Ve yine o zamanki vaizlerin anlattıkları safsatalar karşısındaki üzüntüsünü de şu mısralarla hicvetmektedir;
Hani o vaiz denen maskaralar var ya,
Bir tanesi pes,tahtayı yumruklayarak,
Söyle ,dünya neyin üstünde duruyor be hey avanak,
Yerin altında öküz,onun altında balık,
Onun altında da zorlu bir deniz var kayalık.
“Hala hatırlarım,rahmetli babaannem ve anneannem dünyanın öküzün boynuzları üzerinde durduğunu ve deprem olduğu zaman öküzün boynuzunu salladığını ve bu yüzden deprem olduğunu söylerlerdi ve o bilgi ile de ahirete göçtüler.”
Arap asıllı Amerikalı Profesör İsmail’Faruki de aynı manaya gelen kendi tespitlerini şöyle aktarmaktadır: “İslam, ne bugünkü Müslümanların tavır ve yaşayışları, ne İslam tarihinin şu veya bu dönemi, ne de İslam adına kaleme alınan şu veya bu kitabın anlattıklarıdır. İslam Kuran’dır. “
Uydurmaları temizleyip dini Kuran’ın denetimine teslim ederken, adeta putlaştırılmış, tartışılmaz sanılan görüşlerin hegemonyasından dini kurtarmak gerekir. Bu sağlanmadan Sünni ile Alevi, Şii ile Hanefi, Şafi ile Caferi kucaklaşamaz, birleşemez. Daha doğrusu herkes, tartışılmaz gördüğü görüşlerden dinini kurtarıp, tek tartışılmaz olarak Kuran’ı ilan edecektir ki herkes Sünniliğinden, Aleviliğinden, Şiiliğinden, Hanefiliğinden kurtulup bir tek Müslüman olabilsin.
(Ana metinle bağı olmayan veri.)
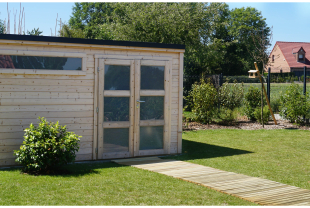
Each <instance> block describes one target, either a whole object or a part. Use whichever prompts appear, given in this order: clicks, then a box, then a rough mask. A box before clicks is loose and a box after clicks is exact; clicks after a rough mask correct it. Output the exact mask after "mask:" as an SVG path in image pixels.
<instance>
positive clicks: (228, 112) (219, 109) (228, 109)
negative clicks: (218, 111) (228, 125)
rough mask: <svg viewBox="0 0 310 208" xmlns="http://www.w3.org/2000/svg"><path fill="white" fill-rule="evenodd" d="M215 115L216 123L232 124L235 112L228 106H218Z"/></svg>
mask: <svg viewBox="0 0 310 208" xmlns="http://www.w3.org/2000/svg"><path fill="white" fill-rule="evenodd" d="M217 117H218V119H219V121H218V123H219V124H222V125H225V126H228V125H232V123H233V121H235V120H236V114H235V112H234V111H233V110H231V109H229V108H220V109H219V112H218V116H217Z"/></svg>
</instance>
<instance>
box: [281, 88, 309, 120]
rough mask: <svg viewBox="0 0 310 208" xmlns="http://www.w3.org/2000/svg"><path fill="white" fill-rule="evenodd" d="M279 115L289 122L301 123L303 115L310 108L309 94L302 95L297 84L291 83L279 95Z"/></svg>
mask: <svg viewBox="0 0 310 208" xmlns="http://www.w3.org/2000/svg"><path fill="white" fill-rule="evenodd" d="M280 101H281V106H280V115H281V116H282V117H283V118H285V119H288V120H289V121H290V122H291V123H303V116H304V115H307V114H308V112H309V110H310V102H309V94H308V93H307V94H306V95H303V92H302V88H301V87H300V86H299V85H298V84H294V83H293V84H291V85H290V86H289V87H288V89H287V90H286V92H285V93H283V94H281V96H280Z"/></svg>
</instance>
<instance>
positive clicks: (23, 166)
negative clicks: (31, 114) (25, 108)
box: [14, 117, 81, 173]
mask: <svg viewBox="0 0 310 208" xmlns="http://www.w3.org/2000/svg"><path fill="white" fill-rule="evenodd" d="M38 119H39V120H40V122H39V125H38V126H37V127H36V126H34V125H33V124H30V127H29V128H27V129H25V135H24V141H23V144H22V145H21V146H20V150H17V151H16V150H15V151H14V154H15V155H16V156H17V158H16V162H18V163H20V164H21V165H22V166H23V168H22V170H23V172H29V173H50V172H54V171H55V170H56V169H57V168H59V167H60V166H62V165H65V164H68V163H70V162H73V161H74V160H75V156H76V155H75V153H76V152H77V151H78V150H79V140H80V139H79V137H81V136H78V135H76V134H74V133H73V132H67V129H66V126H61V125H59V122H58V121H57V122H56V123H53V122H48V121H46V119H45V118H43V117H42V118H40V117H39V118H38Z"/></svg>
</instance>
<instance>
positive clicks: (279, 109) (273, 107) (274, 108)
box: [270, 98, 281, 113]
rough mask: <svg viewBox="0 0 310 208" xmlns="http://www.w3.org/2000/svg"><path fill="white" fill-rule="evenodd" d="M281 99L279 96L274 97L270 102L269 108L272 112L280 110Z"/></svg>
mask: <svg viewBox="0 0 310 208" xmlns="http://www.w3.org/2000/svg"><path fill="white" fill-rule="evenodd" d="M280 105H281V101H280V98H276V99H274V100H272V101H271V102H270V106H271V109H272V111H273V112H274V113H276V112H280Z"/></svg>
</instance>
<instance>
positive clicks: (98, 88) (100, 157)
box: [92, 54, 172, 160]
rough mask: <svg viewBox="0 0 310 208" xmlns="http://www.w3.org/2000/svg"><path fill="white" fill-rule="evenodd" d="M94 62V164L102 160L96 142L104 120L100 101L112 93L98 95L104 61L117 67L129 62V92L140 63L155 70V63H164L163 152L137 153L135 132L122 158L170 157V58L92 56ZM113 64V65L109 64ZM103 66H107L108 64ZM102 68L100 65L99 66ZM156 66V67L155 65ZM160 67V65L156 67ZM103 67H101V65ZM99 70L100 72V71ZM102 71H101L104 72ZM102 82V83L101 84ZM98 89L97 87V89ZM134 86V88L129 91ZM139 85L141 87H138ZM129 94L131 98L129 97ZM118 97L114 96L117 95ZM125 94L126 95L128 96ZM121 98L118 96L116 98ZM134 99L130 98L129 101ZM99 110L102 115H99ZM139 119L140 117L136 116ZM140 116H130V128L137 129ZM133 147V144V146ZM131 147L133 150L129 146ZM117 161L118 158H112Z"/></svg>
mask: <svg viewBox="0 0 310 208" xmlns="http://www.w3.org/2000/svg"><path fill="white" fill-rule="evenodd" d="M94 59H95V86H94V137H93V138H94V140H93V157H92V159H93V160H97V159H101V158H102V157H101V156H100V153H99V140H101V138H99V137H101V136H103V131H102V128H103V120H102V119H100V118H103V99H101V98H103V97H104V95H107V94H109V93H111V91H109V92H105V94H104V95H103V90H102V91H101V90H100V89H103V86H104V80H103V74H104V73H100V71H101V70H102V67H101V66H100V62H104V61H108V62H109V63H112V62H113V63H117V64H118V65H122V63H123V64H125V63H128V61H131V63H130V64H131V68H132V64H134V67H133V70H131V73H130V76H131V78H130V88H131V89H134V87H135V83H136V81H135V78H134V79H132V76H134V75H135V73H136V70H137V69H138V70H139V71H140V66H141V61H142V62H143V63H145V62H148V63H150V65H154V66H156V62H157V63H158V61H159V62H161V61H165V62H166V64H165V92H166V91H167V92H166V95H165V99H164V102H165V106H166V107H165V109H164V118H165V119H164V138H166V139H164V151H161V150H142V151H139V143H138V142H139V140H138V139H137V138H135V137H137V136H138V135H136V134H135V132H133V134H131V135H132V136H130V137H132V138H131V139H130V140H129V146H130V147H129V148H131V149H132V151H131V149H130V151H129V155H128V156H127V155H126V156H125V157H135V156H146V155H159V154H170V143H171V111H170V109H171V93H172V57H171V56H144V55H103V54H95V55H94ZM111 61H112V62H111ZM108 62H106V63H108ZM101 64H102V63H101ZM157 65H158V64H157ZM159 65H161V66H162V64H159ZM102 66H104V64H103V65H102ZM100 67H101V68H100ZM103 70H104V68H103ZM100 81H101V82H100ZM99 85H100V86H99ZM132 85H133V88H132ZM139 85H140V83H139ZM132 92H133V94H134V95H132ZM130 93H131V95H130V115H131V113H132V111H134V112H133V113H135V111H136V110H135V109H136V102H135V99H136V97H135V96H136V95H135V94H136V90H130ZM116 94H117V93H116ZM127 94H128V93H127ZM109 95H111V96H114V95H113V93H112V94H109ZM119 95H121V93H120V94H119ZM143 95H147V94H143ZM131 96H133V98H132V97H131ZM100 100H102V102H101V103H100ZM100 109H102V110H101V112H100ZM139 116H140V115H139ZM139 116H130V121H129V122H130V125H129V128H137V127H136V126H135V127H134V126H133V125H137V124H139V122H137V121H136V119H137V117H139ZM132 119H134V121H132ZM131 131H132V130H131V129H130V130H129V132H131ZM134 141H135V142H136V143H133V142H134ZM131 145H133V147H132V146H131ZM115 156H116V157H117V155H115ZM109 158H115V157H114V156H113V154H112V155H110V157H109ZM104 159H108V158H104Z"/></svg>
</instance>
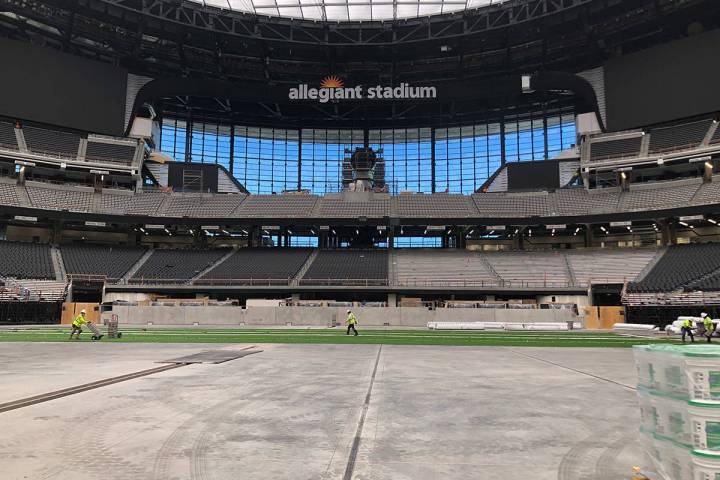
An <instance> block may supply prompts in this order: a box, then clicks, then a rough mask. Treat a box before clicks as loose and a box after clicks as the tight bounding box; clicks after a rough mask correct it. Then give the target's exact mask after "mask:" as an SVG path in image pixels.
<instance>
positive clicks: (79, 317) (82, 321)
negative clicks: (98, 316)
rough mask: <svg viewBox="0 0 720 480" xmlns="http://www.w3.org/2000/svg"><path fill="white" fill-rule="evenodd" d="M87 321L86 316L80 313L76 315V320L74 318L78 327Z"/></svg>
mask: <svg viewBox="0 0 720 480" xmlns="http://www.w3.org/2000/svg"><path fill="white" fill-rule="evenodd" d="M86 323H87V320H85V317H83V316H82V314H81V315H78V316H77V317H75V320H73V325H75V326H76V327H82V326H83V325H85V324H86Z"/></svg>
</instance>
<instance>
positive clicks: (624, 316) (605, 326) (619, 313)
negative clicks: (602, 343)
mask: <svg viewBox="0 0 720 480" xmlns="http://www.w3.org/2000/svg"><path fill="white" fill-rule="evenodd" d="M598 308H599V309H600V327H599V328H601V329H605V330H607V329H611V328H612V326H613V325H614V324H616V323H625V308H624V307H598Z"/></svg>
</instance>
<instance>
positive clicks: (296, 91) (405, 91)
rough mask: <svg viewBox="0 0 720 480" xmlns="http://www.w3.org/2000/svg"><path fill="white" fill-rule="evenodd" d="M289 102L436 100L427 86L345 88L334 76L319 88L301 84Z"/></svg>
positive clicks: (362, 87) (290, 93) (343, 84)
mask: <svg viewBox="0 0 720 480" xmlns="http://www.w3.org/2000/svg"><path fill="white" fill-rule="evenodd" d="M288 98H289V99H290V100H315V101H318V102H320V103H327V102H330V101H339V100H365V99H368V100H410V99H431V98H437V88H436V87H432V86H430V87H428V86H422V87H418V86H411V85H410V84H408V83H401V84H400V85H398V86H396V87H386V86H382V85H375V86H372V87H367V88H365V86H363V85H358V86H356V87H346V86H345V85H344V83H343V81H342V80H340V79H339V78H338V77H336V76H330V77H325V78H324V79H323V81H322V82H321V83H320V88H315V87H311V86H309V85H308V84H306V83H301V84H299V85H298V86H297V87H293V88H291V89H290V90H289V92H288Z"/></svg>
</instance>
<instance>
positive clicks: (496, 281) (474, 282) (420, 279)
mask: <svg viewBox="0 0 720 480" xmlns="http://www.w3.org/2000/svg"><path fill="white" fill-rule="evenodd" d="M394 285H395V286H398V287H465V288H495V287H500V288H513V287H515V288H576V287H580V286H581V285H578V284H575V283H573V282H552V281H546V280H541V281H525V280H499V281H498V280H432V279H416V280H399V281H397V282H395V284H394Z"/></svg>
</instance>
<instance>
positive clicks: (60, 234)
mask: <svg viewBox="0 0 720 480" xmlns="http://www.w3.org/2000/svg"><path fill="white" fill-rule="evenodd" d="M62 225H63V223H62V220H56V221H54V222H53V233H52V238H51V239H50V241H51V242H52V243H54V244H56V245H57V244H59V243H60V242H61V241H62Z"/></svg>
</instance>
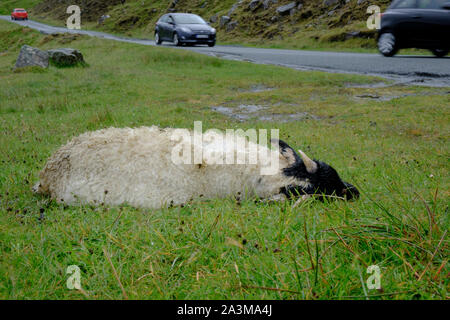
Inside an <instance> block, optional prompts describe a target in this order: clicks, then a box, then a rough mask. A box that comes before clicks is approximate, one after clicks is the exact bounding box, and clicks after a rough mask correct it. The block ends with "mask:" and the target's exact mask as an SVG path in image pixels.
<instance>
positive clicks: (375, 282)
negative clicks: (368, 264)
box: [366, 265, 381, 290]
mask: <svg viewBox="0 0 450 320" xmlns="http://www.w3.org/2000/svg"><path fill="white" fill-rule="evenodd" d="M366 272H367V273H368V274H370V275H371V276H370V277H369V278H368V279H367V281H366V284H367V289H369V290H374V289H377V290H380V289H381V271H380V267H379V266H377V265H372V266H369V267H368V268H367V270H366Z"/></svg>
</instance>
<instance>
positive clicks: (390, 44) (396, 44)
mask: <svg viewBox="0 0 450 320" xmlns="http://www.w3.org/2000/svg"><path fill="white" fill-rule="evenodd" d="M378 50H379V51H380V53H381V54H382V55H383V56H385V57H392V56H394V55H395V54H396V53H397V51H398V47H397V39H396V38H395V35H394V34H393V33H390V32H385V33H382V34H381V35H380V37H379V38H378Z"/></svg>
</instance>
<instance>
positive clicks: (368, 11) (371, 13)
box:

Allah sizi yöneten ve size din öğretenler, sizi İslam dan (sıratı müstakim’den) uzaklaştırabilir buyuruyor,
33/AHZAB – 67: Ve kâlû rabbenâ innâ ata’nâ sâdetenâ ve kuberâenâ fe edallûnes sebîl (sebîlâ).
Ve cehennemde olanlar derler ki: “Yarabbi, muhakkak ki biz, sâdatlarımıza (dînde ileri gidenlerimize) ve küberamıza (büyüklerimize) itaat ettik. Ve böylece Senin yolundan (Sıratı Mustakîmi’nden) saptık. ”
Sıratı Mustakîm: Allah´a (cc) ulaştıran yol
33/AHZAB – 68: Rabbenâ âtihim dı’feyni minel azâbi vel anhum la’nen kebîrâ (kebîren).
Rabbimiz, onlara iki kat azap ver ve onları büyük bir lânetle lânetle.
NE DiYOR ŞERİAT ?
Günlük telaşların,aralayın perdesini,
Zamandan bir an çalın kendi,kendinize.
Yaşayın,kurandaki şeriatın her zerresini,
Dünya ve ahiret için,iyilik yapın kendinize.
Kul hakkını,dilinizden hiç düşürmüyorsunuz ama,
Kul diye ,hep kendi hakkınızı gözetiyorsunuz.
Din diye,önünüze konan vasıtalara,biniyorsunuz da,
Nereye ve nasıl gideceğinizi,öğrenmiyorsunuz.
Hiç düşündünüz mü,ne diyor şeriat?
Şerleri bırakın,hepiniz hayırlarda yarışın.
Hayır Allahtan,şer nefsinizden diyor şeriat,
Herkesi sevin,kendinizle ve herkesle barışın.